Nick Estes did not intend to write a book about Standing Rock. He was working on his dissertation about Indigenous rights at the United Nations when the movement against the Dakota Access pipeline exploded on the edge of one of the 16 northern Plains Indian reservations of the Oceti Sakowin people, known by the U.S. government as the Sioux. Estes, a member of the Lower Brule Sioux tribe who grew up in South Dakota, felt he had little choice but to change his plans. He traveled home to the Dakotas and wrote much his book sitting on his aunt’s couch, drawing on oral histories shared by elders and relatives and cross-referencing them with archival documents.
The result is “Our History Is the Future,” which traces Indigenous resistance from the Lakota people’s attempt to deny Lewis and Clark passage down the Missouri River in 1804, to the Red Power movement’s demands for treaty enforcement in the 1960s, to today’s Indigenous-led fights against fossil fuel projects. Writing about the massacre at Wounded Knee, where 300 Indigenous men, women, and children were murdered by U.S. soldiers in 1890, Estes highlights the revolutionary premise of the nonviolent Ghost Dance movement the victims followed. With a long tradition of daring attempts at decolonization, Estes argues, Indigenous people represent a powerful challenge to the profit-driven forces that threaten continued life on the planet.
In addition to working as an associate professor of American studies at the University of New Mexico (and an occasional Intercept contributor), Estes is an activist with the Albuquerque-based Red Nation, which organizes around a range of issues, including fracking near sacred sites and Diné communities in New Mexico’s Greater Chaco region, child detention on the border, and urban police violence against Native people. Estes spoke to The Intercept about Native activism after Standing Rock, the Green New Deal, and the rebirth of Indigenous culture that the mainstream media is missing. This interview has been edited for length and clarity.
Could you explain what you mean by the title phrase of your book, “our history is the future”?
I look at the Ghost Dance prophecy, which was an anticolonial uprising among particularly Lakota and Dakota people on the northern Plains in the late 19th century, but also a widespread spiritual movement that went up the west coast of Canada and down to parts of what is today Mexico. If they were completely harmless, then the United States wouldn’t have deployed its army against starving, horseless people at Wounded Knee. The reason it represented such a threat was not because Lakota and Dakota Ghost Dancers were going around and murdering white settlers—it was because it was a vision of the future.
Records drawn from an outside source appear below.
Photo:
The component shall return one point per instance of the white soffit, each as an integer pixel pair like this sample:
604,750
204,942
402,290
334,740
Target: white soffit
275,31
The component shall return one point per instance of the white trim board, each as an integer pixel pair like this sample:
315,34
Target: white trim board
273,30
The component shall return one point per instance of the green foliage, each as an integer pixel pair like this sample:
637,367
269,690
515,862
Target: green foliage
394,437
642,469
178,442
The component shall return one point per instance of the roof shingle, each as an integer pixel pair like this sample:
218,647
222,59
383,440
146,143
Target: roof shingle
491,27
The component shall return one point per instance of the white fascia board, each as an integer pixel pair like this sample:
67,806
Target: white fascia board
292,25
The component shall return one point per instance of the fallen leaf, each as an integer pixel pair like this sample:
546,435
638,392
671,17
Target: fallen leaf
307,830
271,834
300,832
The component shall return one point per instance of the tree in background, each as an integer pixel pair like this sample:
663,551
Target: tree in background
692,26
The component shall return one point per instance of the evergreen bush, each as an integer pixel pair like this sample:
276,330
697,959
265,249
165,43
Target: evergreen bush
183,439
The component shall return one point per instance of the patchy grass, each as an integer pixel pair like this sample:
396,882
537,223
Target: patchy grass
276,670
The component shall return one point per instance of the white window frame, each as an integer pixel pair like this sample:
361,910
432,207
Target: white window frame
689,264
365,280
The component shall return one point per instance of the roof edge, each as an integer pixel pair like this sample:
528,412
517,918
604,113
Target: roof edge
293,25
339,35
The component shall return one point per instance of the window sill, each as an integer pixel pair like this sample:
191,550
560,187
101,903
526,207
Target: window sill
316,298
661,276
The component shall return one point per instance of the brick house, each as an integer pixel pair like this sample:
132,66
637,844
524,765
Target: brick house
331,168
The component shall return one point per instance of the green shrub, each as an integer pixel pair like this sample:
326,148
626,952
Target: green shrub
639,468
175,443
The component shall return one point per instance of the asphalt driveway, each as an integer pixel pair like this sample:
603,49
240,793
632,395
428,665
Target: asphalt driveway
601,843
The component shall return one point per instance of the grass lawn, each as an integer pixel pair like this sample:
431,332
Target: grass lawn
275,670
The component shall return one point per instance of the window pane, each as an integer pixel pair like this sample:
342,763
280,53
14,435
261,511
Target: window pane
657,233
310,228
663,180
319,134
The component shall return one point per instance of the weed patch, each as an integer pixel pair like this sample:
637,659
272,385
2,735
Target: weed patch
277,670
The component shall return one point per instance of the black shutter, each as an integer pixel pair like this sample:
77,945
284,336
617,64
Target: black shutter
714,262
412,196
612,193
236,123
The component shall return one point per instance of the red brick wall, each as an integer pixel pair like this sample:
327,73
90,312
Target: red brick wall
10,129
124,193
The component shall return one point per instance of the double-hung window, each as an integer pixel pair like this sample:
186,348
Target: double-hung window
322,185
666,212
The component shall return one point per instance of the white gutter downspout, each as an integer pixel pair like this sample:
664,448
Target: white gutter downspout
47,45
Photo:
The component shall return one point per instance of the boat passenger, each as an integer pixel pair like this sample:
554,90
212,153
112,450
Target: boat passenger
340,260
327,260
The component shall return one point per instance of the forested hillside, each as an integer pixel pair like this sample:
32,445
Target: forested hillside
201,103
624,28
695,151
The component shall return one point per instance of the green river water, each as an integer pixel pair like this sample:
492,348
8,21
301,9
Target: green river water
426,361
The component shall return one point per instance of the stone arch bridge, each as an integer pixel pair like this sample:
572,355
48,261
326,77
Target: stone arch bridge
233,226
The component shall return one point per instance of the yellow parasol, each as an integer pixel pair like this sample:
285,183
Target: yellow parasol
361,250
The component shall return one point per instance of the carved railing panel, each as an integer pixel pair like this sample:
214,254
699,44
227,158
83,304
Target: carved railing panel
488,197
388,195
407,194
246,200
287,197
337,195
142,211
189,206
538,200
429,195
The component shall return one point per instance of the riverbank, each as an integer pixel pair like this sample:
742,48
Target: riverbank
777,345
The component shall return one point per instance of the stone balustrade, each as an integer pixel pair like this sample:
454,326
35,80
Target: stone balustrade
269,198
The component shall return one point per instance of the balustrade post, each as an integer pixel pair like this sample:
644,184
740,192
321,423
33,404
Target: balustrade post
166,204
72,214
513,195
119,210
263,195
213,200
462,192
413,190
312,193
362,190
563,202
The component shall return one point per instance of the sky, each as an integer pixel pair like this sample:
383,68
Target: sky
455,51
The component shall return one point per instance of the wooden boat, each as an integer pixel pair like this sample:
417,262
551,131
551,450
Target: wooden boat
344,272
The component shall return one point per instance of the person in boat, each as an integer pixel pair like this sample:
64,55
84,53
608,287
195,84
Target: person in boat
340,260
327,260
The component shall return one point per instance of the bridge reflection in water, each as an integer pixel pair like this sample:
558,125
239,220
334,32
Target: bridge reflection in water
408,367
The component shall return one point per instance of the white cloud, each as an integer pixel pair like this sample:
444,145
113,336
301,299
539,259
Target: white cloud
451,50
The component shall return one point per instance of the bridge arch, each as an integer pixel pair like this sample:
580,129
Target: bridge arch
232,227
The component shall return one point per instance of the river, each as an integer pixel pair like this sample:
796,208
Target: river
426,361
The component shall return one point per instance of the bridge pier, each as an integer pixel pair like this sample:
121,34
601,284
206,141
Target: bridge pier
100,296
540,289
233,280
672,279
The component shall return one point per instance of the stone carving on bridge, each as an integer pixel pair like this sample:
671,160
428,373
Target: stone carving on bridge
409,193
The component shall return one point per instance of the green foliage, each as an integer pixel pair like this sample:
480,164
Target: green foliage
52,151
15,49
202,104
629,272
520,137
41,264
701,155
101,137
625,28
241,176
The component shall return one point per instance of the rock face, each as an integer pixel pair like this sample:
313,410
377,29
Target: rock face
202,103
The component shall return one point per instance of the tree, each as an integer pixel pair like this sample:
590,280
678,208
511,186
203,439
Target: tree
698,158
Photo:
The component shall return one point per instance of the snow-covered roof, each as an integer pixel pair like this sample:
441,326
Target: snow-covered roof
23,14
When you subjugate a people, you not only take their land and their language, their identity, and their sense of self—you also take away any notion of a future. The reason I chose this name is because in this particular era of neoliberal capitalism, it’s easier to imagine the end of the world than the end of capitalism. The argument I’m making is that within our own traditions of Indigenous resistance, we have always been a future-oriented people, whether it was taking up arms against the United States government, whether it was taking ceremonies underground into clandestine spaces, whether it was learning the enemy’s language. This pushes back against the dominant narrative that Indigenous people are a dying, diminishing race desperately holding on to the last vestiges of their culture or their land base. If that were the case, then I don’t think we would have an uprising such as Standing Rock or, today, Line 3 or Bayou Bridge, or the immense amount of mobilization around murdered and missing Indigenous women.
You write about the idea of accumulation of resistance, which “is not always spectacular, nor instantaneous, but that nevertheless makes the endgame of elimination an impossibility.” What does that mean for Indigenous-led movements today?
Growing up as a Lakota person, your heroes are Crazy Horse, Sitting Bull; they’re also [American Indian Movement activists] Russell Means, Madonna Thunder Hawk, also Phyllis Young. We don’t necessarily choose those circles of resistance. We’re born into it, because we are still colonized people. The tradition of resistance within the Oceti Sakowin dates back to the first arrival of Americans. We weren’t stupid people—we knew what they were about, and we came to know the United States, after Lewis and Clark trespassed through our territory in 1804, as a predator nation. Those people who first met Lewis and Clark told their children, and their children told their children.
To be Indigenous is to be political by default, because we’re not supposed to be here, first of all, and second of all, we’re Indigenous because of the land we sit atop, and the land we protect, and the territories we protect, and that means that we will always be in the way of development. There’s no neutral stance that Indigenous people can take.
I love somebody like Alexandria Ocasio-Cortez and the fact that she herself is a water protector and her campaign began at Standing Rock. I also recognize the limitations of her position in Congress. Obama couldn’t stop the pipeline; none of the people he appointed in his administration could stop the pipeline. We have to recognize that Indigenous movements in places like the northern Plains can do things we cannot expect politicians to do—things that only Indigenous movements like NoDAPL can do. It’s false to assume that power lies somewhere else.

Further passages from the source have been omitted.